御父のいつくしみをあらわすイエスの姿は福音書の中で数えきれないほどの場面に現れています。ナインの村で一人の息子を亡くしたやもめにかけられた「泣くことはない」とおっしゃった言葉はそのこころを表す一つの例です。
聖地に巡礼に行った時に、一般の巡礼者にはめったにない恵みを与えられました。

大抵巡礼者で混んでいる 「ペトロがイエスとのつながりを打ち消した」悲しい出来事を記念するお聖堂の中で、一人で長い時間お祈りできました。脇の祭壇壁にはその悲しい場面を描く壁画があります。「ペトロの否認」のエピソードを語る福音には次のように書かれています。ペトロが「まだ言い終わらないうちに、鶏が鳴いた。その時、主は振り向いて、ペトロを見つめられた。ペトロは、“今日、鶏が鳴く前に、あなたは三度わたしを知らないと言うであろう”という主の言葉を思い出し、外に出て激しく泣いた。」(ルカ22章60-61節)

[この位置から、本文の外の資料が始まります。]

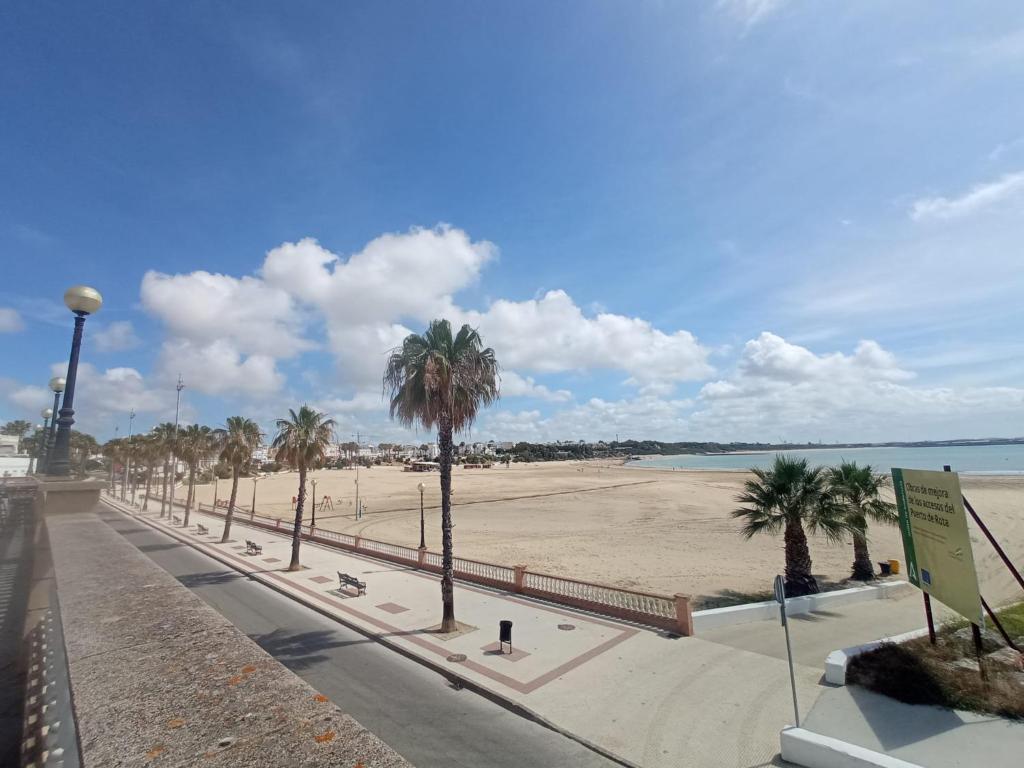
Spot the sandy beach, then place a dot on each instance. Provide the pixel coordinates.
(653, 529)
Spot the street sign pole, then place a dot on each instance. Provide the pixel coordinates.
(779, 589)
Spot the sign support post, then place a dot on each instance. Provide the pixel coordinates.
(928, 614)
(779, 589)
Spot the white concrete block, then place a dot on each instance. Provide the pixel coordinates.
(837, 662)
(768, 610)
(810, 750)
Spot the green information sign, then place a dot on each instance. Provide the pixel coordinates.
(936, 542)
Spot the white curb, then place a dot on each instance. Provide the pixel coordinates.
(837, 662)
(810, 750)
(768, 610)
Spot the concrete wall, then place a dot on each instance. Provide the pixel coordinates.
(763, 611)
(156, 674)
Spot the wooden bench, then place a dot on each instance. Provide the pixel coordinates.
(346, 581)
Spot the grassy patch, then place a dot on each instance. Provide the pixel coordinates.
(919, 673)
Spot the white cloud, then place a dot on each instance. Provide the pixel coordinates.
(751, 11)
(253, 316)
(10, 321)
(31, 398)
(552, 334)
(976, 199)
(365, 401)
(514, 385)
(641, 418)
(218, 368)
(116, 337)
(101, 397)
(368, 302)
(781, 390)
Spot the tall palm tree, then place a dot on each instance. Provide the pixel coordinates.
(788, 497)
(163, 434)
(439, 380)
(857, 491)
(302, 441)
(151, 452)
(196, 444)
(114, 451)
(238, 439)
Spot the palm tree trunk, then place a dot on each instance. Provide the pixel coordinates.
(148, 482)
(863, 570)
(798, 562)
(297, 530)
(192, 491)
(230, 504)
(448, 570)
(163, 495)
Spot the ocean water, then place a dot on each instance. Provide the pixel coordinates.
(16, 466)
(968, 460)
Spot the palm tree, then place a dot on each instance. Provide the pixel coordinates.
(857, 489)
(196, 444)
(151, 453)
(164, 436)
(437, 380)
(239, 438)
(302, 441)
(787, 497)
(114, 451)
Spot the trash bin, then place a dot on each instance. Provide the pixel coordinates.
(505, 635)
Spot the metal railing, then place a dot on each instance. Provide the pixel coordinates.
(642, 607)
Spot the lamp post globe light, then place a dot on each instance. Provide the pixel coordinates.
(423, 538)
(44, 429)
(56, 386)
(82, 300)
(34, 457)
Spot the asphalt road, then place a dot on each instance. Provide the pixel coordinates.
(413, 709)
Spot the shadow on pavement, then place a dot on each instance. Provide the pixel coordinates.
(298, 650)
(209, 579)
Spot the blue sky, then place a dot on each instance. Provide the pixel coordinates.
(744, 219)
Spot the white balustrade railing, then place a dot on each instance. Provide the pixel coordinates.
(489, 571)
(656, 609)
(392, 550)
(637, 602)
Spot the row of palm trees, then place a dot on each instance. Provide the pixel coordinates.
(437, 379)
(793, 498)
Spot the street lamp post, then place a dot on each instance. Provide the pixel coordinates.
(82, 300)
(312, 521)
(35, 459)
(423, 536)
(253, 513)
(128, 464)
(46, 413)
(116, 428)
(174, 448)
(56, 385)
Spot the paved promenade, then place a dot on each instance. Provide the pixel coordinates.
(650, 699)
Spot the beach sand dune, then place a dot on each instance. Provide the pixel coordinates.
(660, 530)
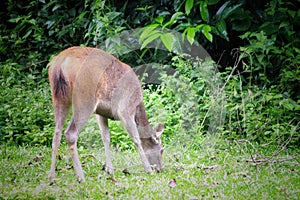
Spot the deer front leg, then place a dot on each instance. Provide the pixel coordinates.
(72, 136)
(103, 125)
(131, 128)
(60, 118)
(55, 144)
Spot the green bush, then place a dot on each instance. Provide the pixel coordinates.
(26, 112)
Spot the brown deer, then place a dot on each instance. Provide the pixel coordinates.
(93, 81)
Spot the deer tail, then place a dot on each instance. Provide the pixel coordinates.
(60, 84)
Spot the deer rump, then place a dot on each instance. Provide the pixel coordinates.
(93, 81)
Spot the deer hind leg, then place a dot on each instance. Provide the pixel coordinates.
(131, 128)
(72, 136)
(103, 125)
(60, 112)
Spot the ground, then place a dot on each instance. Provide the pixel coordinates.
(210, 172)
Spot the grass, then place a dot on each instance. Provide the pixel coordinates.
(216, 171)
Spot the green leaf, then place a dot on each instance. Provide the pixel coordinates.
(221, 27)
(206, 31)
(173, 19)
(159, 19)
(188, 6)
(191, 34)
(167, 40)
(204, 11)
(146, 32)
(151, 38)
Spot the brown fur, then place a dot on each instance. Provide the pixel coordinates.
(93, 81)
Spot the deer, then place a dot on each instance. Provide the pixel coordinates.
(91, 81)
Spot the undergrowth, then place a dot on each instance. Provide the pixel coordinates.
(222, 170)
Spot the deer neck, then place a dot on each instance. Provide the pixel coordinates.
(143, 125)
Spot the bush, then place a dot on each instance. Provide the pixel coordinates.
(26, 113)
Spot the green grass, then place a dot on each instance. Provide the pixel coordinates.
(214, 172)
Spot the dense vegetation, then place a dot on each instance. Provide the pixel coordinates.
(255, 48)
(234, 116)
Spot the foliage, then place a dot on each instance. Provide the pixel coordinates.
(26, 113)
(226, 171)
(261, 84)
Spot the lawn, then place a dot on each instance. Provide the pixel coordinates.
(214, 171)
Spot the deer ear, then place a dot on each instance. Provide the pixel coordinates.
(159, 130)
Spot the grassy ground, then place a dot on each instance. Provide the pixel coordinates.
(214, 172)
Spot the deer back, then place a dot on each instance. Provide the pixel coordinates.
(96, 81)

様々なかたちでわたしたちも神のことを優先すべき勤めの中でも、またイエスの兄弟である人との関係の中でも、実際に何回もイエスの道からそれて、イエスとイエスの教えを否定するようなことがあるでしょう。それにしてもイエスは、常にあわれみの目を注いでゆるしてくださるだけではなく、変わらない愛のうちに入れてくださることでしょう。三度(その意味は「完全、徹底」という意味ですが)否認したペトロに、イエスは三度「わたしの小羊を飼いなさい」という招きを差し伸べました。完全なゆるし、完全な信頼のしるしです。イエスの愛といつくしみは絶えることなく、元通りの状態にしてくださいます。復活された主イエスは一人一人に立ち直る力を与え、生きる喜びを与えてくださるでしょう。空になった主イエスの墳墓をながめて、その信仰を感じています。

ご復活、おめでとうございます。